Заира шла вдоль самого забора, помахивая сумочкой из соломки, и зацепилась ею за колючую ветку. Остановившись, она увидела Джулию.
– Привет, – с удивлением в голосе сказала она, – что это ты здесь делаешь?
По лбу у нее стекали маленькие блестящие капельки пота, и на Джулию пахнуло резким запахом мускуса.
– Смотрю, – невинно ответила Джулия и вышла из своего укрытия.
– А на что тут смотреть? – искренне удивилась Заира, у которой, безусловно, были уже другие интересы, чем у десятилетней Джулии.
– Все равно делать нечего, – со вздохом ответила Джулия и посмотрела на мокрые языки, спускающиеся по платью Заиры из-под мышек к талии.
На ее платье никогда не бывало таких пятен, потому что она не потела.
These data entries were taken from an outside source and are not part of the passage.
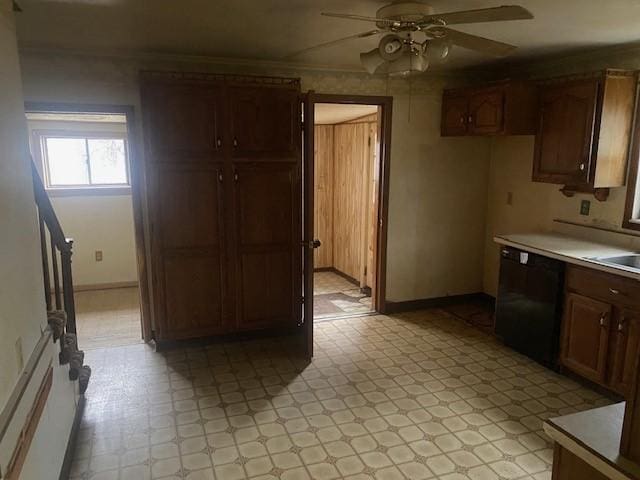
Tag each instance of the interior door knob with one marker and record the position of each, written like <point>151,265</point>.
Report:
<point>312,244</point>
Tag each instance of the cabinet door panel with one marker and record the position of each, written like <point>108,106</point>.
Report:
<point>193,294</point>
<point>454,115</point>
<point>188,249</point>
<point>565,133</point>
<point>627,349</point>
<point>265,123</point>
<point>269,236</point>
<point>185,122</point>
<point>486,112</point>
<point>585,336</point>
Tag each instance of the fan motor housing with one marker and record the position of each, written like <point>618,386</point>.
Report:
<point>404,12</point>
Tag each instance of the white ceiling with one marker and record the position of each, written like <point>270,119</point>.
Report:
<point>331,113</point>
<point>271,29</point>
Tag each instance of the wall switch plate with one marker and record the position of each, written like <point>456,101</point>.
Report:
<point>585,206</point>
<point>19,356</point>
<point>509,198</point>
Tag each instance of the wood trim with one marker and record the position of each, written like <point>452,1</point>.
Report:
<point>23,382</point>
<point>385,120</point>
<point>65,471</point>
<point>105,286</point>
<point>633,183</point>
<point>31,425</point>
<point>137,179</point>
<point>437,302</point>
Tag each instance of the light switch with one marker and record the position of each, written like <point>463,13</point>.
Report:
<point>19,357</point>
<point>585,206</point>
<point>509,198</point>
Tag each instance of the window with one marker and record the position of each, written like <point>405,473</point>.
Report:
<point>76,162</point>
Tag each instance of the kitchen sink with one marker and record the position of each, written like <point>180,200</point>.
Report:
<point>628,261</point>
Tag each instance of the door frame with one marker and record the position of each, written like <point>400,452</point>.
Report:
<point>386,106</point>
<point>137,179</point>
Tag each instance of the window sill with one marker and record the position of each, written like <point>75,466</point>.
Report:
<point>89,191</point>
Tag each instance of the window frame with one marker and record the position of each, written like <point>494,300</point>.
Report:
<point>40,138</point>
<point>631,219</point>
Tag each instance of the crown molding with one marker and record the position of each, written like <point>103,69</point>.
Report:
<point>146,58</point>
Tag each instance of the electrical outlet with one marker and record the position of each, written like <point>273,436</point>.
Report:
<point>509,198</point>
<point>585,206</point>
<point>19,357</point>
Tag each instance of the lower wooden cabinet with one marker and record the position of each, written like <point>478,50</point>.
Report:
<point>601,328</point>
<point>568,466</point>
<point>586,336</point>
<point>626,349</point>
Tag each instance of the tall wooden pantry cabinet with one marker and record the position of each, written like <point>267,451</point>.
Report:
<point>223,167</point>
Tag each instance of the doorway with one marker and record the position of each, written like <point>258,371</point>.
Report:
<point>350,183</point>
<point>85,156</point>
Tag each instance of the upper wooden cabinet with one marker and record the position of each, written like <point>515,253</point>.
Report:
<point>584,129</point>
<point>503,108</point>
<point>264,122</point>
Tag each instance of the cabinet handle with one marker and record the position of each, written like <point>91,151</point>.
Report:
<point>603,317</point>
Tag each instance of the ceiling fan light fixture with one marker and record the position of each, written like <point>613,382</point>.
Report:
<point>409,63</point>
<point>390,47</point>
<point>437,50</point>
<point>371,60</point>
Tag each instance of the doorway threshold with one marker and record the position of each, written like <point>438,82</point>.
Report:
<point>329,318</point>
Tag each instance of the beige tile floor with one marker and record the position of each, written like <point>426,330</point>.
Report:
<point>108,318</point>
<point>335,296</point>
<point>415,396</point>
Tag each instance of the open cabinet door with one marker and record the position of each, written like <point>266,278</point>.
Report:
<point>308,243</point>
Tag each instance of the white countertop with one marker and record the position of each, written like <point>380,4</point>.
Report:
<point>569,249</point>
<point>594,437</point>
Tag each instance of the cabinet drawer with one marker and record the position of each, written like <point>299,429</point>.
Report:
<point>604,286</point>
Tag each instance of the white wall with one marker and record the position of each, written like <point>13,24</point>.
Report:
<point>94,222</point>
<point>99,223</point>
<point>22,308</point>
<point>535,205</point>
<point>437,189</point>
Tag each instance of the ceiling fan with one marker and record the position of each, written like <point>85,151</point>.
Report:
<point>416,36</point>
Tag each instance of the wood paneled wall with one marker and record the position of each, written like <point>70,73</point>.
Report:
<point>323,199</point>
<point>346,169</point>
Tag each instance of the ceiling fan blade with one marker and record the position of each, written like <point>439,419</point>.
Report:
<point>370,33</point>
<point>358,17</point>
<point>479,44</point>
<point>496,14</point>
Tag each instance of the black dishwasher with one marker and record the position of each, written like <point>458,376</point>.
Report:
<point>529,304</point>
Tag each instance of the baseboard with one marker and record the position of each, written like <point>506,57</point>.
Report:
<point>65,471</point>
<point>348,278</point>
<point>437,302</point>
<point>104,286</point>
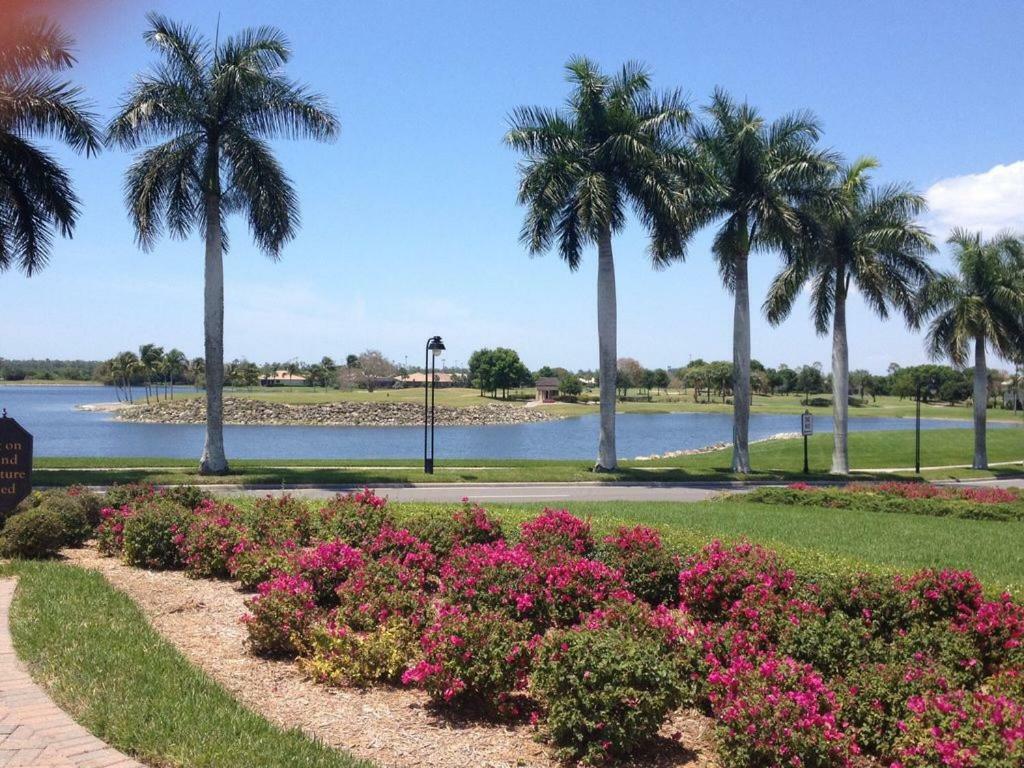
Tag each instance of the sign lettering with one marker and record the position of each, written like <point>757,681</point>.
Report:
<point>15,464</point>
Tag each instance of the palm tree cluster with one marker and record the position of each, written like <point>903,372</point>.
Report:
<point>765,186</point>
<point>203,118</point>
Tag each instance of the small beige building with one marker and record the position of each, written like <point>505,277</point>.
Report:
<point>283,379</point>
<point>547,389</point>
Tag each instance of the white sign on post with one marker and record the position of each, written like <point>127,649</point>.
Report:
<point>807,424</point>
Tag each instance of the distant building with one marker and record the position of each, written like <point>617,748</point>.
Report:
<point>283,379</point>
<point>1013,397</point>
<point>418,380</point>
<point>547,388</point>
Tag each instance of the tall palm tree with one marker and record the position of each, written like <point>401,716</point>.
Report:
<point>762,172</point>
<point>36,194</point>
<point>981,304</point>
<point>858,237</point>
<point>215,107</point>
<point>616,144</point>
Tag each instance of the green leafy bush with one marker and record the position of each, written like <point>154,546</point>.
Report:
<point>335,654</point>
<point>34,534</point>
<point>151,536</point>
<point>604,691</point>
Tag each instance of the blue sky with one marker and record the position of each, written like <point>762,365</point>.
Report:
<point>410,222</point>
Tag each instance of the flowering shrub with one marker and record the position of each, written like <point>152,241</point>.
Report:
<point>604,691</point>
<point>651,572</point>
<point>473,659</point>
<point>555,532</point>
<point>875,696</point>
<point>997,629</point>
<point>493,577</point>
<point>251,563</point>
<point>777,712</point>
<point>576,587</point>
<point>280,614</point>
<point>962,729</point>
<point>327,566</point>
<point>210,540</point>
<point>396,583</point>
<point>148,535</point>
<point>335,654</point>
<point>940,596</point>
<point>715,578</point>
<point>353,518</point>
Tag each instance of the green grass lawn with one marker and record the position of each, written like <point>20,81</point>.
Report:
<point>817,540</point>
<point>778,459</point>
<point>93,650</point>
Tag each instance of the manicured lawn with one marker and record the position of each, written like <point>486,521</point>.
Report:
<point>820,540</point>
<point>779,459</point>
<point>93,650</point>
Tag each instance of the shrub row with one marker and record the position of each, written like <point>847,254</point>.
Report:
<point>598,641</point>
<point>901,498</point>
<point>45,522</point>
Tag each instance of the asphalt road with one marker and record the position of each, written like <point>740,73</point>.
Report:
<point>529,493</point>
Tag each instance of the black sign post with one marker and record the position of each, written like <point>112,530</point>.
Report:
<point>15,464</point>
<point>807,429</point>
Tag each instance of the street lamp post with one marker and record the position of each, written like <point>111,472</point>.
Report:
<point>435,345</point>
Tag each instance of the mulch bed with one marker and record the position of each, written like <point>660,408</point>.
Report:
<point>393,727</point>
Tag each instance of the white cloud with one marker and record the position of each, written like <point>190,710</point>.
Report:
<point>990,202</point>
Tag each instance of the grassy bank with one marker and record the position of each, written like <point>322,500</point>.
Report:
<point>775,460</point>
<point>94,651</point>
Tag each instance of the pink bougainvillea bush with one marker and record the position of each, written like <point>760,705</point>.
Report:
<point>599,638</point>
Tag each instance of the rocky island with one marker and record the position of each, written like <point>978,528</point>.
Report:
<point>250,412</point>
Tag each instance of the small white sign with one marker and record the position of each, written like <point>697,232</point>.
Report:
<point>807,424</point>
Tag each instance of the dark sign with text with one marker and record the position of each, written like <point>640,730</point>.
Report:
<point>15,464</point>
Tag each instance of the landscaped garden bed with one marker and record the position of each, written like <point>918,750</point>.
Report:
<point>597,644</point>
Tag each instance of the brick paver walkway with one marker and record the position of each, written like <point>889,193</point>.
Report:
<point>34,731</point>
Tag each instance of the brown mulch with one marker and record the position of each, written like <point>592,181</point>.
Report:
<point>393,727</point>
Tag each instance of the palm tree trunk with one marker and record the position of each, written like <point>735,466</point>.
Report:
<point>841,381</point>
<point>980,403</point>
<point>607,352</point>
<point>214,461</point>
<point>741,369</point>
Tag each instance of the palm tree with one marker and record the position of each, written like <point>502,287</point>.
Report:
<point>150,358</point>
<point>860,238</point>
<point>981,304</point>
<point>762,173</point>
<point>216,107</point>
<point>197,367</point>
<point>36,194</point>
<point>123,369</point>
<point>175,364</point>
<point>616,144</point>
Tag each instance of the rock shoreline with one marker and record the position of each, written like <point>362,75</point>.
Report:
<point>249,412</point>
<point>714,446</point>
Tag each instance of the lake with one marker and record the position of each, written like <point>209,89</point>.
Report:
<point>61,430</point>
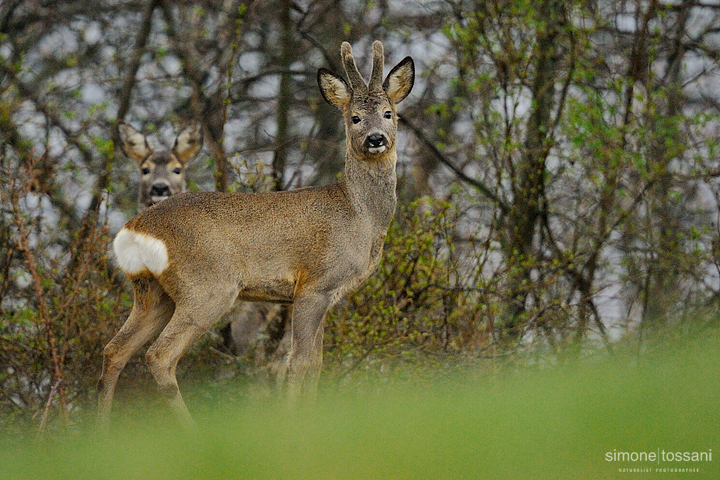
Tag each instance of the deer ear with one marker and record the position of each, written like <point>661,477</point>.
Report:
<point>334,89</point>
<point>400,80</point>
<point>133,143</point>
<point>188,143</point>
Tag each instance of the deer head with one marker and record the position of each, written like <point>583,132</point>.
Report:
<point>162,173</point>
<point>368,109</point>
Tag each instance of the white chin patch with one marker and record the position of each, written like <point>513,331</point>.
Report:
<point>159,199</point>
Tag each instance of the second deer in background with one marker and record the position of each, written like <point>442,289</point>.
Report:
<point>162,175</point>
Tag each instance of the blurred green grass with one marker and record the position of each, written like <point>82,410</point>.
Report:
<point>551,422</point>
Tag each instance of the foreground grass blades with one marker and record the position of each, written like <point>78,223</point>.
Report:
<point>553,423</point>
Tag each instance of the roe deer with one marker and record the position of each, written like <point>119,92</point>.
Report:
<point>162,173</point>
<point>189,257</point>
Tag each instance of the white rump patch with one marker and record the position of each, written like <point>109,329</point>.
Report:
<point>137,251</point>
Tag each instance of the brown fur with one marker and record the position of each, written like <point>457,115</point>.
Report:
<point>307,247</point>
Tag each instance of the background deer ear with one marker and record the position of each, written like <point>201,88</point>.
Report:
<point>133,143</point>
<point>334,89</point>
<point>188,143</point>
<point>400,80</point>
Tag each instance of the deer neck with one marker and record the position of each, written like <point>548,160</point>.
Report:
<point>371,187</point>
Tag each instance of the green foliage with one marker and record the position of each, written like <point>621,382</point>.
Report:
<point>534,422</point>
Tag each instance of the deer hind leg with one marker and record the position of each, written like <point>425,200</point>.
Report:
<point>152,309</point>
<point>192,318</point>
<point>305,357</point>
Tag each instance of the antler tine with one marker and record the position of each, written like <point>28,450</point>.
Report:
<point>378,64</point>
<point>356,81</point>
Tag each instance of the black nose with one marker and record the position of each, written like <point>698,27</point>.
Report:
<point>160,190</point>
<point>375,141</point>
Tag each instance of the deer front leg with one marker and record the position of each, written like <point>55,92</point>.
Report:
<point>305,358</point>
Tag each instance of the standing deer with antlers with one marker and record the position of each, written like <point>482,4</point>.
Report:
<point>189,257</point>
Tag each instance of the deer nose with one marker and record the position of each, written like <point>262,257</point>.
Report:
<point>375,141</point>
<point>160,190</point>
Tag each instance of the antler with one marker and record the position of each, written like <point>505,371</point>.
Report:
<point>356,81</point>
<point>375,84</point>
Даже в такую жару.
– Хочешь, пойдем ко мне, – предложила Заира.
Она открыла дверь, и Джулия очутилась в огромной, не меньше дедушкиной, кухне с темно-красным полом из обожженной плитки и почерневшими от времени потолочными балками. Вдоль одной стены на веревке сушилось женское белье, другая была увешана фотографиями певцов и артистов. Джулия одного узнала, это был Гарри Белафонте.
– Он тебе нравится? – спросила Заира и напела одну из популярных песенок. – Я его песни все знаю, у него такие ритмы!